Native tool calling depends on both the runtime and the model. Most OpenAI-compatible backends (vLLM, LM Studio, etc.) implement the OpenAI tool-call protocol, but the model itself has to actually emit tool calls. Stay on PromptSchemaStrategy (the default) and switch to native only after testing the specific runtime + model. See Tool calling strategy for the strategy reference and how to switch.

Embeddings

Same two-way pattern. Works with TEI, vLLM running an embedding model, or any service that exposes /v1/embeddings.

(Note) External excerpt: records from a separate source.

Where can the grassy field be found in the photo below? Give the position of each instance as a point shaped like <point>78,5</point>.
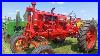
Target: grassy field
<point>68,47</point>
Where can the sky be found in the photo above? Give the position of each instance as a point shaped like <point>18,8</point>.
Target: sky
<point>84,10</point>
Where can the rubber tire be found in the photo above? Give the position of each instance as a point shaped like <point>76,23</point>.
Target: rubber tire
<point>43,48</point>
<point>7,38</point>
<point>82,37</point>
<point>13,40</point>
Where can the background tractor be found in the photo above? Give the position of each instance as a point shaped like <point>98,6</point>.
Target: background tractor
<point>42,27</point>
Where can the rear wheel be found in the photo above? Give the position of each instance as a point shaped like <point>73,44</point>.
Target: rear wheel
<point>87,37</point>
<point>7,37</point>
<point>18,44</point>
<point>46,49</point>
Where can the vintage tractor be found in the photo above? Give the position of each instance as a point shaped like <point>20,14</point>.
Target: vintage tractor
<point>11,27</point>
<point>47,26</point>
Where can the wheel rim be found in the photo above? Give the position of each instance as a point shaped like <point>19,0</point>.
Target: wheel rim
<point>20,45</point>
<point>45,52</point>
<point>91,37</point>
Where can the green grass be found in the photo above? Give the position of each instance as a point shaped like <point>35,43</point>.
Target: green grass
<point>68,47</point>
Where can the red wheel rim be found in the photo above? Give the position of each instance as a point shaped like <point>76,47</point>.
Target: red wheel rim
<point>20,45</point>
<point>91,37</point>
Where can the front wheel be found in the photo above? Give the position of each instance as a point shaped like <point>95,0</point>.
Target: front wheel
<point>87,37</point>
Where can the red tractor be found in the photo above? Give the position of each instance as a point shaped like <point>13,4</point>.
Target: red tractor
<point>47,26</point>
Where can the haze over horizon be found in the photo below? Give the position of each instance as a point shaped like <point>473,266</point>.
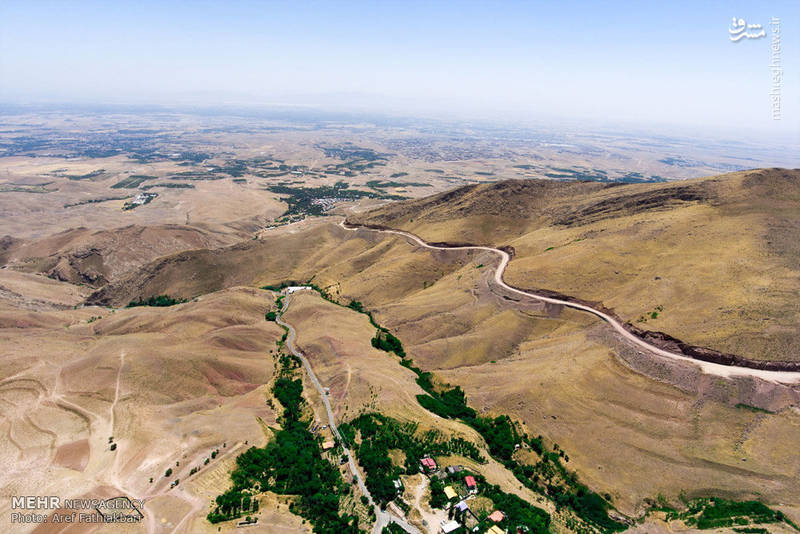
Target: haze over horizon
<point>674,65</point>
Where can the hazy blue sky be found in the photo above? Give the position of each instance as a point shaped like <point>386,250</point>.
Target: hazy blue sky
<point>669,62</point>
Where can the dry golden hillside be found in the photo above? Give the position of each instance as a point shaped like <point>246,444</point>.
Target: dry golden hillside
<point>84,256</point>
<point>713,261</point>
<point>166,385</point>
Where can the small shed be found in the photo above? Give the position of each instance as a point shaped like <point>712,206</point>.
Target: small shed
<point>497,516</point>
<point>450,526</point>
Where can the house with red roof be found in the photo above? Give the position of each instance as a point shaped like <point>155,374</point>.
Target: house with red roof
<point>472,486</point>
<point>428,465</point>
<point>497,516</point>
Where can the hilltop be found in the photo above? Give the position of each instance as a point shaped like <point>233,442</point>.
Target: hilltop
<point>712,261</point>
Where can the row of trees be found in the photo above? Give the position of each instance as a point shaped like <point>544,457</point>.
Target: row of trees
<point>291,464</point>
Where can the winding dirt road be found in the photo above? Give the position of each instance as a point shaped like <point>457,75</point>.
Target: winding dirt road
<point>785,377</point>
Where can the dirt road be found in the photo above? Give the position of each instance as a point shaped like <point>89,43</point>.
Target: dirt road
<point>383,518</point>
<point>785,377</point>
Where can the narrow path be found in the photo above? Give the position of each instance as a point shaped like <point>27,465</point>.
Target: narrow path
<point>383,518</point>
<point>787,377</point>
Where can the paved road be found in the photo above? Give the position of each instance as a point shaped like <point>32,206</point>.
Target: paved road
<point>707,367</point>
<point>383,518</point>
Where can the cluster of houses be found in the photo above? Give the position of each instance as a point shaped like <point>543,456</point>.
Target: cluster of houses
<point>140,200</point>
<point>460,513</point>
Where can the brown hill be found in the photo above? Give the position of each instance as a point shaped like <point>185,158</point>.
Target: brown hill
<point>84,256</point>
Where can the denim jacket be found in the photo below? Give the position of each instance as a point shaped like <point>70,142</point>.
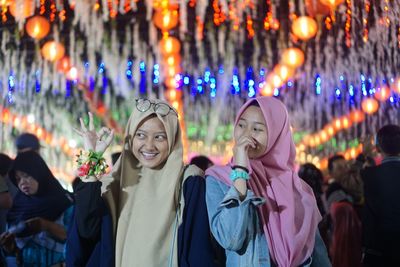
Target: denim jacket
<point>236,226</point>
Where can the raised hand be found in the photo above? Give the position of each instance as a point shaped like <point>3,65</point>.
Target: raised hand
<point>92,140</point>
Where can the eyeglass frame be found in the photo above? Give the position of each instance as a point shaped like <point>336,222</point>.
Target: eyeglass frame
<point>155,106</point>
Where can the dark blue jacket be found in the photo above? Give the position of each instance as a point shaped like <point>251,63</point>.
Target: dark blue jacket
<point>90,241</point>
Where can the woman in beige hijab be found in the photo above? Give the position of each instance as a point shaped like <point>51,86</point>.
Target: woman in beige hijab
<point>156,205</point>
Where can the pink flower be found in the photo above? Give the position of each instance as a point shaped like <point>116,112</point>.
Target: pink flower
<point>83,170</point>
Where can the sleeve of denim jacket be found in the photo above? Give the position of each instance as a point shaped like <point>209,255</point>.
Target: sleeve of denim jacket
<point>320,254</point>
<point>230,217</point>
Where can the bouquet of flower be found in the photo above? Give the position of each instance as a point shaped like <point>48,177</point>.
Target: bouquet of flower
<point>91,164</point>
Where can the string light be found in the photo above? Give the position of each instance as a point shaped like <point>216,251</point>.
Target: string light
<point>347,27</point>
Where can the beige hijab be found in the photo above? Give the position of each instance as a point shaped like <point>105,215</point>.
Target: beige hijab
<point>144,201</point>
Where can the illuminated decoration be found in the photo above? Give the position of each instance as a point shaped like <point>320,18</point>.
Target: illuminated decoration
<point>37,27</point>
<point>382,93</point>
<point>173,59</point>
<point>275,80</point>
<point>283,71</point>
<point>166,19</point>
<point>396,85</point>
<point>267,90</point>
<point>316,8</point>
<point>72,74</point>
<point>170,45</point>
<point>331,3</point>
<point>24,124</point>
<point>369,105</point>
<point>22,9</point>
<point>345,122</point>
<point>64,64</point>
<point>357,116</point>
<point>293,57</point>
<point>304,28</point>
<point>53,51</point>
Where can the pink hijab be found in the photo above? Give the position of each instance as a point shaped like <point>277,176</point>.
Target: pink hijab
<point>290,215</point>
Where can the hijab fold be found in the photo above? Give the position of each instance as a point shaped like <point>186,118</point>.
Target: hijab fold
<point>50,201</point>
<point>290,215</point>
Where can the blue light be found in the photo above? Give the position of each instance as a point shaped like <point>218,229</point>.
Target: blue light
<point>351,90</point>
<point>178,77</point>
<point>37,86</point>
<point>11,82</point>
<point>186,80</point>
<point>318,82</point>
<point>252,92</point>
<point>142,66</point>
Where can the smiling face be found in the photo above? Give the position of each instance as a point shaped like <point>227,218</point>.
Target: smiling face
<point>26,183</point>
<point>150,143</point>
<point>252,124</point>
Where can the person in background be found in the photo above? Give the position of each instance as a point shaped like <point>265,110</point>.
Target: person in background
<point>39,216</point>
<point>338,169</point>
<point>27,142</point>
<point>345,250</point>
<point>5,197</point>
<point>381,220</point>
<point>202,162</point>
<point>314,178</point>
<point>259,210</point>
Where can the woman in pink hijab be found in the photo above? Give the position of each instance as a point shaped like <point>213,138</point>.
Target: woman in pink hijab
<point>260,211</point>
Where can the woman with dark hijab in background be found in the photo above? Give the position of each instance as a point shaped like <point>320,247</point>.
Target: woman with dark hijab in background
<point>40,214</point>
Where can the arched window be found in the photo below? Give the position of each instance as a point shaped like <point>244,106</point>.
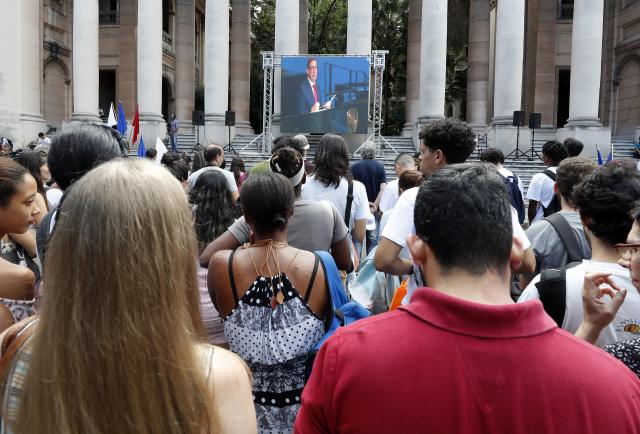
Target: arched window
<point>109,12</point>
<point>565,9</point>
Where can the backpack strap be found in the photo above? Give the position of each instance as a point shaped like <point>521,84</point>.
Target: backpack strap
<point>232,281</point>
<point>552,288</point>
<point>568,237</point>
<point>347,210</point>
<point>14,338</point>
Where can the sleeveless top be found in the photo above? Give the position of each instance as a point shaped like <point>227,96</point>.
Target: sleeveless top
<point>274,339</point>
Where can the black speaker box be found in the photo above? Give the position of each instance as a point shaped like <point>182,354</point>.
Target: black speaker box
<point>229,118</point>
<point>197,117</point>
<point>534,120</point>
<point>518,118</point>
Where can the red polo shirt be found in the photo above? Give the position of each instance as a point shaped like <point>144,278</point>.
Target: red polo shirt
<point>445,365</point>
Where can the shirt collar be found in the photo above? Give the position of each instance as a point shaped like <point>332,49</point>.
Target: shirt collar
<point>476,319</point>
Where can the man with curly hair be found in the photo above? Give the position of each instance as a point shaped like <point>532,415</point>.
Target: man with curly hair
<point>604,200</point>
<point>442,142</point>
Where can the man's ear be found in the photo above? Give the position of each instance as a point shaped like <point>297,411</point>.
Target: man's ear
<point>440,159</point>
<point>417,247</point>
<point>517,253</point>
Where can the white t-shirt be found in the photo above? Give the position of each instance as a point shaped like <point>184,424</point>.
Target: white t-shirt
<point>316,190</point>
<point>507,173</point>
<point>231,181</point>
<point>625,325</point>
<point>400,225</point>
<point>390,196</point>
<point>541,190</point>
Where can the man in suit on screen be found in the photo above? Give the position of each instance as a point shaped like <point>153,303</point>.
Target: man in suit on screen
<point>309,90</point>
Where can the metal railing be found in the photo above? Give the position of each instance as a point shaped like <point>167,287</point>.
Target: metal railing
<point>109,17</point>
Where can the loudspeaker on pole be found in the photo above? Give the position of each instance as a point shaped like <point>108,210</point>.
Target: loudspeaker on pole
<point>518,118</point>
<point>229,118</point>
<point>535,119</point>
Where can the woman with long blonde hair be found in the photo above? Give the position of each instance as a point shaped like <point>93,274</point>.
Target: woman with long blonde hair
<point>118,344</point>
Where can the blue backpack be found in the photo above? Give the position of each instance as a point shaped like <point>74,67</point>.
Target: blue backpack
<point>515,196</point>
<point>345,311</point>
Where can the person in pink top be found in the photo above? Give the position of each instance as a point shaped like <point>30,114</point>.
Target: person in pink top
<point>462,357</point>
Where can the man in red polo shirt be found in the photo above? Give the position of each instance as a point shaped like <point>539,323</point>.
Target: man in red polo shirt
<point>462,357</point>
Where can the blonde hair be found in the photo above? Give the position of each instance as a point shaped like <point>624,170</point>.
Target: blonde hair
<point>116,347</point>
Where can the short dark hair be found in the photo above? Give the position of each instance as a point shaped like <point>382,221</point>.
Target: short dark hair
<point>211,152</point>
<point>605,199</point>
<point>492,155</point>
<point>574,146</point>
<point>453,137</point>
<point>554,151</point>
<point>570,173</point>
<point>11,175</point>
<point>267,200</point>
<point>409,179</point>
<point>332,160</point>
<point>77,150</point>
<point>404,160</point>
<point>175,164</point>
<point>462,212</point>
<point>287,141</point>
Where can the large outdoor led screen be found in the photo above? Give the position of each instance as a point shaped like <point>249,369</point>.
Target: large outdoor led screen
<point>321,94</point>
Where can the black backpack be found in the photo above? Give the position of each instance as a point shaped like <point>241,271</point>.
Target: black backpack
<point>515,196</point>
<point>554,205</point>
<point>552,286</point>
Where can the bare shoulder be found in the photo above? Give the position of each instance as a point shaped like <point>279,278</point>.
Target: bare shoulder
<point>229,370</point>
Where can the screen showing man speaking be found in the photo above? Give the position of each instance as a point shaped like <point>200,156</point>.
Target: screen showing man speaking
<point>321,94</point>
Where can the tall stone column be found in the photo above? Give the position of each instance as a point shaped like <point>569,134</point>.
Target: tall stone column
<point>185,75</point>
<point>31,120</point>
<point>216,70</point>
<point>509,58</point>
<point>152,124</point>
<point>413,69</point>
<point>10,47</point>
<point>478,72</point>
<point>433,60</point>
<point>359,19</point>
<point>586,57</point>
<point>304,27</point>
<point>85,61</point>
<point>508,76</point>
<point>240,63</point>
<point>287,41</point>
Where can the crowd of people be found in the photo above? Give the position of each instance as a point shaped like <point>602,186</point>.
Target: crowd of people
<point>168,294</point>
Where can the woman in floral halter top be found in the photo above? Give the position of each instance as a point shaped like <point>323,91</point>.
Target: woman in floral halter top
<point>274,300</point>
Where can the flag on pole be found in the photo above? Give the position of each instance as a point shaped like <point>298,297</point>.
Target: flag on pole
<point>599,156</point>
<point>122,120</point>
<point>142,151</point>
<point>111,121</point>
<point>161,148</point>
<point>136,126</point>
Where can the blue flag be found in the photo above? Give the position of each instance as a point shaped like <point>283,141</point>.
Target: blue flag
<point>122,120</point>
<point>141,149</point>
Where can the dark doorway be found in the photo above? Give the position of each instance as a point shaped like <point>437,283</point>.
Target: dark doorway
<point>564,88</point>
<point>107,92</point>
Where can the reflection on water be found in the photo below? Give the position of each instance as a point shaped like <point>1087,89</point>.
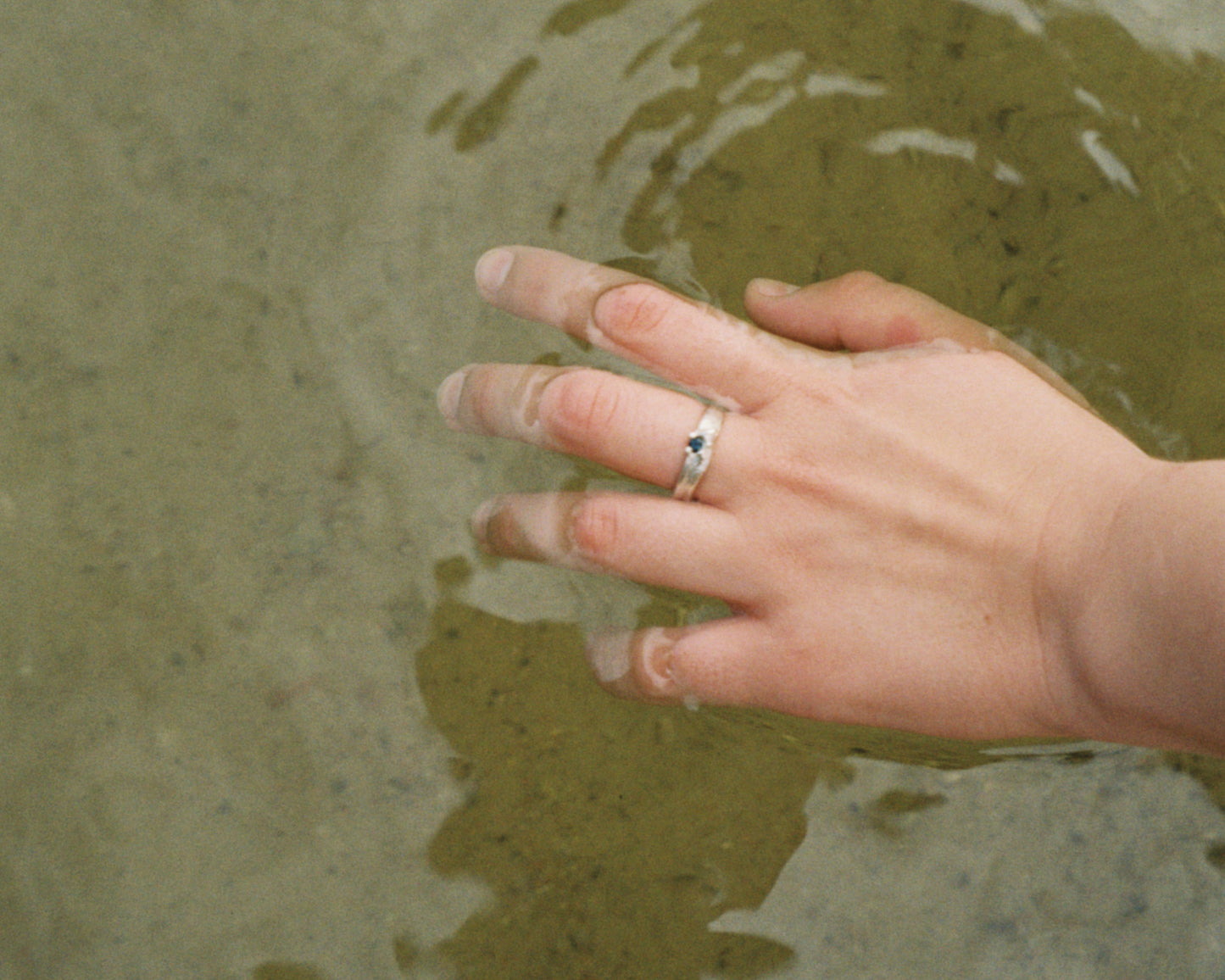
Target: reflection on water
<point>261,716</point>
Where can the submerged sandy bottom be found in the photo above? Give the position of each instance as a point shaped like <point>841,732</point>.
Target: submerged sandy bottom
<point>264,712</point>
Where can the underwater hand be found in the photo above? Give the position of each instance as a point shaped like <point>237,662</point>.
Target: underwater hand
<point>902,509</point>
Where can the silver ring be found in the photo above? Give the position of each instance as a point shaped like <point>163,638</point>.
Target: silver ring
<point>699,448</point>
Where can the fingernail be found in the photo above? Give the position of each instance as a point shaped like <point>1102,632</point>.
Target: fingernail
<point>609,655</point>
<point>448,396</point>
<point>773,288</point>
<point>493,269</point>
<point>479,520</point>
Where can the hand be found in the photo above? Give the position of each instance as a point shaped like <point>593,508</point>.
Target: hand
<point>903,509</point>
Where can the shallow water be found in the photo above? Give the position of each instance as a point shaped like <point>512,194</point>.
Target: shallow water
<point>264,712</point>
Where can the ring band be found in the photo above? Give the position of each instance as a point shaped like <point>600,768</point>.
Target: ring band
<point>699,448</point>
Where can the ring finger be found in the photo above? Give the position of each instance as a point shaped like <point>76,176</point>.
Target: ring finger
<point>636,429</point>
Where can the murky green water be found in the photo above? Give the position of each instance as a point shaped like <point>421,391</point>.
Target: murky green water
<point>264,713</point>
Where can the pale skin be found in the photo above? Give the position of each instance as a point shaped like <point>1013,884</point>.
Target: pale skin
<point>914,525</point>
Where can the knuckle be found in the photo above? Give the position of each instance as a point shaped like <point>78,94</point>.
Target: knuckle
<point>595,528</point>
<point>855,286</point>
<point>638,308</point>
<point>577,404</point>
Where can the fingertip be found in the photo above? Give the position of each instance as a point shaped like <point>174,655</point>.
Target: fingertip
<point>493,269</point>
<point>771,288</point>
<point>636,664</point>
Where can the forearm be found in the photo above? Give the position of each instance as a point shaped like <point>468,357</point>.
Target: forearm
<point>1154,629</point>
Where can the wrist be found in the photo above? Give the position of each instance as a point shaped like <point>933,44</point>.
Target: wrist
<point>1147,646</point>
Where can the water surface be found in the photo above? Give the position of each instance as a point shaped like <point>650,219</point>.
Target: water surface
<point>264,712</point>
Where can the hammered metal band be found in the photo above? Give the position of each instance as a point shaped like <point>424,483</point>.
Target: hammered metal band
<point>699,448</point>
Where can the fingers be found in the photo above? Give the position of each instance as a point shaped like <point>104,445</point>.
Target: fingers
<point>723,662</point>
<point>708,352</point>
<point>649,539</point>
<point>861,311</point>
<point>636,429</point>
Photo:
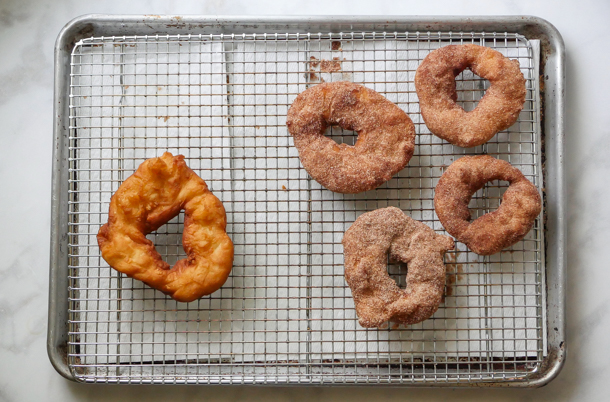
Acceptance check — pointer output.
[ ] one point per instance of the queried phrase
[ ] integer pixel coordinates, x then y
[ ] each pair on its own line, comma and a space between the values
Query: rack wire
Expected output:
285, 315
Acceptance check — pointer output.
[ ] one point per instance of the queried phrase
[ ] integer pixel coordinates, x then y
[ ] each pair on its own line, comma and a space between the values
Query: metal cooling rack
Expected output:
286, 314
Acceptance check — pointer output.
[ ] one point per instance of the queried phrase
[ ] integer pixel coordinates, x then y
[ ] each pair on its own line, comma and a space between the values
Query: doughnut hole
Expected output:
168, 240
470, 89
487, 199
341, 136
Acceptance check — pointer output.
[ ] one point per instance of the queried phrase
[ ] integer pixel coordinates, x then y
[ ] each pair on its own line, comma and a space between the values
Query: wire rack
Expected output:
285, 314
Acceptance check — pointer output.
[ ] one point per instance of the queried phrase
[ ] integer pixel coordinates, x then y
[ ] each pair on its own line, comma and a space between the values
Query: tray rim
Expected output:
552, 77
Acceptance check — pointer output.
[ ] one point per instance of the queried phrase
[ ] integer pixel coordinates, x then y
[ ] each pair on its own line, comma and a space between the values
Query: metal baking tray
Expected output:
217, 90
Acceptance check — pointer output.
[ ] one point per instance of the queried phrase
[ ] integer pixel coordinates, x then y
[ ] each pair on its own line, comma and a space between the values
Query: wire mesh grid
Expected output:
285, 314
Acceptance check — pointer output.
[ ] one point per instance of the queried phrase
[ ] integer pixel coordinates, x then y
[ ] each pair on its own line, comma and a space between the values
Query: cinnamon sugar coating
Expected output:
367, 244
386, 136
153, 195
494, 231
497, 110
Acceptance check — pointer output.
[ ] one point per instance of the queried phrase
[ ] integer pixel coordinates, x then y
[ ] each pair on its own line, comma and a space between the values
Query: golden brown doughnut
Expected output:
386, 136
497, 110
154, 194
496, 230
367, 244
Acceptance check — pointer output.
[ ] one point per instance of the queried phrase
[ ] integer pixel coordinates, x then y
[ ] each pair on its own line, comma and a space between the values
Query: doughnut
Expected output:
367, 244
497, 110
386, 136
494, 231
154, 194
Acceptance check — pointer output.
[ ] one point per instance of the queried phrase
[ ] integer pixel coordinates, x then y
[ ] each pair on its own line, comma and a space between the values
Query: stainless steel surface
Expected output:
286, 315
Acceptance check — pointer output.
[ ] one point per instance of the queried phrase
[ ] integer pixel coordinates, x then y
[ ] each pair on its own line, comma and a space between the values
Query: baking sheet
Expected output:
286, 306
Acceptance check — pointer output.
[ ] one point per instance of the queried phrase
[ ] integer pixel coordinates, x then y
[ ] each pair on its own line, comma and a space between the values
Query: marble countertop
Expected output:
28, 29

using LogicGrid.Memory.Embeddings;

var embedder = EmbeddingClientBase.Compatible(
baseUrl: "http://localhost:3000", // TEI
model: "BAAI/bge-large-en-v1.5");
ParameterTypeDefaultNotes
baseUrlstring(required)Service base URL without the trailing /v1 — the client appends it.
modelstring(required)Model identifier expected by the runtime.
dimensionsint0Vector size. 0 = auto-detect from the first response.
apiKeystring?nullOptional Bearer token.

Option 2 — direct construction

Mirrors OpenAiCompatibleClient exactly: baseUrl first, then defaultModel.

using LogicGrid.Memory.Embeddings;

var embedder = new OpenAiCompatibleEmbeddingClient(
baseUrl: "http://localhost:3000",
defaultModel: "BAAI/bge-large-en-v1.5",
dimensions: 1024,
apiKey: null);
ParameterTypeDefaultNotes
baseUrlstring(required)Server base URL without the trailing /v1.
defaultModelstring(required)Embedding model used when the call site doesn't override it.
dimensionsint0Vector size. 0 = auto-detect from first response.
apiKeystring?nullOptional bearer token.

A second overload accepts a custom HttpClient for retries, proxies, or DI — the caller is responsible for any required Authorization header:

using System.Net.Http;
using LogicGrid.Memory.Embeddings;

var http = new HttpClient();
// http.DefaultRequestHeaders.Add("Authorization", "Bearer ...");

var embedder = new OpenAiCompatibleEmbeddingClient(
httpClient: http,
baseUrl: "http://localhost:3000",
defaultModel: "BAAI/bge-large-en-v1.5",
dimensions: 1024);
ParameterTypeDefaultNotes
httpClientHttpClient(required)Pre-configured client. Caller sets any Authorization header.
baseUrlstring(required)Same as above.
defaultModelstring(required)Same as above.
dimensionsint0Same as above.

Compatibility caveats

IssueWhat to do
Service rejects unknown fieldsSome compat layers don't ignore temperature or max_tokens they don't support. Check the runtime's docs.
No usage field in responseCost tracking will be zero. Expected on most local runtimes — they don't bill.
Tool calls return as plain textStay on PromptSchemaStrategy.